It's nice to feel like a member of an oppressed minority now and then. Bit of indignant hurt peps you up no end. In the course of an
interesting debate about university top-up fees on The Guardian site somebody pops up with what is becoming a familiar refrain - since they clearly grew up in an era of plenty and didn't have to pay to go to university, why don't the baby boomers pay for all this?
I have my Baby Boomer membership card and therefore I feel the need to respond.
I came from a direct grant grammar school which every year sent a handful of boys to Oxbridge. Although this was a selective school not everyone went on to higher education, not by any means. These were the days of 13% going on to take a degree. Some left at 15 (you could do that in those days) to work as office boys or to take an apprenticeship. And this wasn't a simple economic calculation. It depended on their inclination, prospects and temperament. I knew miner's sons who stayed on and went to university. I knew kids from well-off families who got out the second they could. I went away and came to London.

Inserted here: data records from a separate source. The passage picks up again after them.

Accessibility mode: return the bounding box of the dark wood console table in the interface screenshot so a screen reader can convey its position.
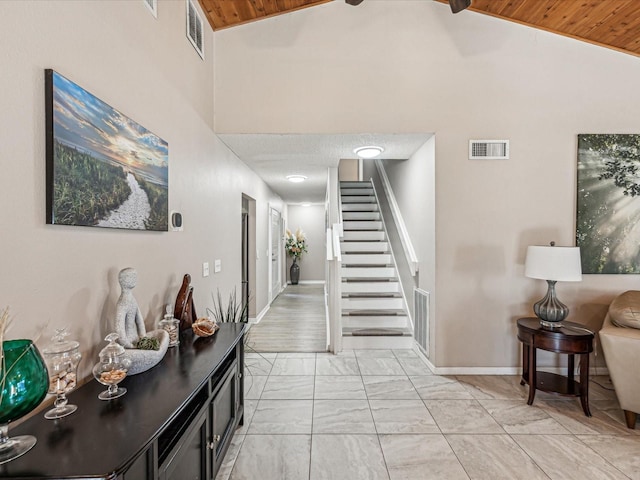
[0,323,245,480]
[518,318,594,417]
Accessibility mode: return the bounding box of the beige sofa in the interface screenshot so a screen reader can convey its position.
[600,290,640,428]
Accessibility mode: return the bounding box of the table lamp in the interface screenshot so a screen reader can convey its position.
[524,242,582,329]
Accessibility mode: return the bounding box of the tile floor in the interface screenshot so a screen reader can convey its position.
[217,350,640,480]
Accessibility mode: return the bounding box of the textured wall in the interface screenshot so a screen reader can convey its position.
[0,1,282,373]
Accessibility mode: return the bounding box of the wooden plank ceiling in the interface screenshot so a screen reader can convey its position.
[199,0,640,56]
[198,0,332,30]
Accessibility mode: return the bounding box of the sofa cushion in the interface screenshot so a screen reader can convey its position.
[609,290,640,329]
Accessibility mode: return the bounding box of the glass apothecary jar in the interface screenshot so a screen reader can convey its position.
[93,333,131,400]
[42,328,82,420]
[158,313,180,347]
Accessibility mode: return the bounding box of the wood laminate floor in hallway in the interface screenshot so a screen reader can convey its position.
[247,284,327,352]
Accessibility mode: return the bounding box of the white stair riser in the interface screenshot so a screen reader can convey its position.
[342,335,414,350]
[342,267,396,278]
[342,220,382,230]
[340,282,400,294]
[341,195,377,203]
[340,242,389,253]
[342,230,385,241]
[340,187,373,196]
[340,181,371,188]
[342,212,380,220]
[342,203,378,210]
[342,315,409,328]
[341,298,404,311]
[342,253,391,265]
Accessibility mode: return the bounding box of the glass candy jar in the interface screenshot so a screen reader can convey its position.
[159,313,180,347]
[42,328,82,420]
[93,333,131,400]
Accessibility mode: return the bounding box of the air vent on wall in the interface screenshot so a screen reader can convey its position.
[187,0,204,60]
[142,0,158,18]
[469,140,509,160]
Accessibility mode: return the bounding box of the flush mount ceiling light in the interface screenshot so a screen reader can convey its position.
[287,175,307,183]
[353,145,384,158]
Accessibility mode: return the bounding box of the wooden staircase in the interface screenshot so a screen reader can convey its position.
[340,182,413,349]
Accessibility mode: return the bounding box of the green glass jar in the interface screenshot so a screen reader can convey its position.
[0,340,49,464]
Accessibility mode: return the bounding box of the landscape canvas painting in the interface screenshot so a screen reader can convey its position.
[45,70,169,231]
[576,134,640,274]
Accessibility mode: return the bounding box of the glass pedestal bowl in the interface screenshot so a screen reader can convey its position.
[93,333,131,400]
[0,340,49,464]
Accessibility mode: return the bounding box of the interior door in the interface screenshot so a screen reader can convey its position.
[241,197,249,321]
[270,208,283,300]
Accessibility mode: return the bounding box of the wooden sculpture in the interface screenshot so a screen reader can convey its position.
[174,273,198,331]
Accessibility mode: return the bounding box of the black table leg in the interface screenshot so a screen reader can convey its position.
[527,345,536,405]
[571,353,591,417]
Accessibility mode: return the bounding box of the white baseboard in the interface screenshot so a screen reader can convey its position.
[413,346,609,380]
[249,303,271,324]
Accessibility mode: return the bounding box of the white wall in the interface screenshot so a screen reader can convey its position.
[0,1,282,374]
[214,0,640,367]
[286,204,326,282]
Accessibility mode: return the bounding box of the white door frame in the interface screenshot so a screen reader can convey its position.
[269,205,284,303]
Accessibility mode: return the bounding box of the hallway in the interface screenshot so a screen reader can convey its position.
[246,284,327,352]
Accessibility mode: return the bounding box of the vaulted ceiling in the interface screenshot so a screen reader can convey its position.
[199,0,640,56]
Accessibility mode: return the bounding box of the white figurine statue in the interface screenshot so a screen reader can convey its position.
[115,268,169,375]
[116,268,147,348]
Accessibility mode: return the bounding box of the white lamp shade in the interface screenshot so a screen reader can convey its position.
[524,245,582,282]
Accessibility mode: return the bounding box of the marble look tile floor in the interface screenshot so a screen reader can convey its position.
[217,350,640,480]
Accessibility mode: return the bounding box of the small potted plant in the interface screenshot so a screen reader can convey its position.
[284,228,307,285]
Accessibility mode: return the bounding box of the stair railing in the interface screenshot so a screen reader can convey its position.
[371,181,415,332]
[375,160,420,277]
[326,167,343,353]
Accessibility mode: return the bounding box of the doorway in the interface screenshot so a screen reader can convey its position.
[241,194,256,320]
[269,208,284,302]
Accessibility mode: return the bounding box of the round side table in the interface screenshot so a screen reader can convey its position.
[518,318,594,417]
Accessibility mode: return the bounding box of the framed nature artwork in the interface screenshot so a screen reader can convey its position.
[576,134,640,274]
[45,69,169,231]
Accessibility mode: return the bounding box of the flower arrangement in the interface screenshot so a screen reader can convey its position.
[284,228,307,259]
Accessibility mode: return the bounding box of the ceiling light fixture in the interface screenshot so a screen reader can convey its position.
[287,175,307,183]
[353,145,384,158]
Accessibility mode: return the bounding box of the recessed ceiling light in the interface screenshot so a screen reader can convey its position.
[353,145,384,158]
[287,175,307,183]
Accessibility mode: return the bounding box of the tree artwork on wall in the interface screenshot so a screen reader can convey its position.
[45,69,169,231]
[576,134,640,274]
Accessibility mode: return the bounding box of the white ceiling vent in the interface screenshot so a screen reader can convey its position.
[142,0,158,18]
[469,140,509,160]
[187,0,204,60]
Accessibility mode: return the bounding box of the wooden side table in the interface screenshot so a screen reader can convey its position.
[518,318,594,417]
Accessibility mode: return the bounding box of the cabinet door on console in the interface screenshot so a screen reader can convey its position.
[210,362,239,476]
[159,408,208,480]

I did a four year B.Ed course which finished in 1972.
While I was studying my tution and board was paid. I had £40 a term for everything else (bolstered by what I managed to save from unpleasant manual labour done during the vacations). I went to the pub where I drank mild because it was cheaper. I hardly ever went into London because I couldn't afford it. The pictures maybe once a month. Clubbing obviously wasn't invented, nor were premium lagers, clothes with logos on them and designer drugs. I didn't know what a cab was. At the end of term I would go to the end of the M1 and hitchhike home.
I'm not complaining. I had a great time. I didn't work particularly hard. I loved it all and learned a lot. When I left I walked straight into a job on the recommendation of a lecturer (one of many examples of my not realising how lucky I was) where my pay was £1,500. A year. That's with a degree and London weighting.
It goes without saying that £1,500 went a lot further then than it does now. But it couldn't buy, for instance, a holiday. I did without holidays until my late twenties. When the NME wanted to send me to Hamburg for one night (you can't imagine how thrilled I was) I didn't have a passport. We got married when I was twenty-nine. On my stag night six of us went to a pub in Islington and had five pints. Our wedding was paid for by parents. It was lavish for the era. There were fifty guests. Our honeymoon was three nights in France.
Today's twentysomethings have grown used to mobile phones, Sky subscriptions, cabs, clubbing, an occasional trip to a fancy restaurant, stag weekends, Hollywood weddings and multiple holidays. In 1979 this would have been an unimaginably luxurious life. I don't think we even knew the word lifestyle. I don't begrudge them any of it. I understand only too well about debts and employment and house buying. I don't resent what I didn't have. What I do resent, what every older generation always resents, is being told we had it easy by somebody who wasn't there.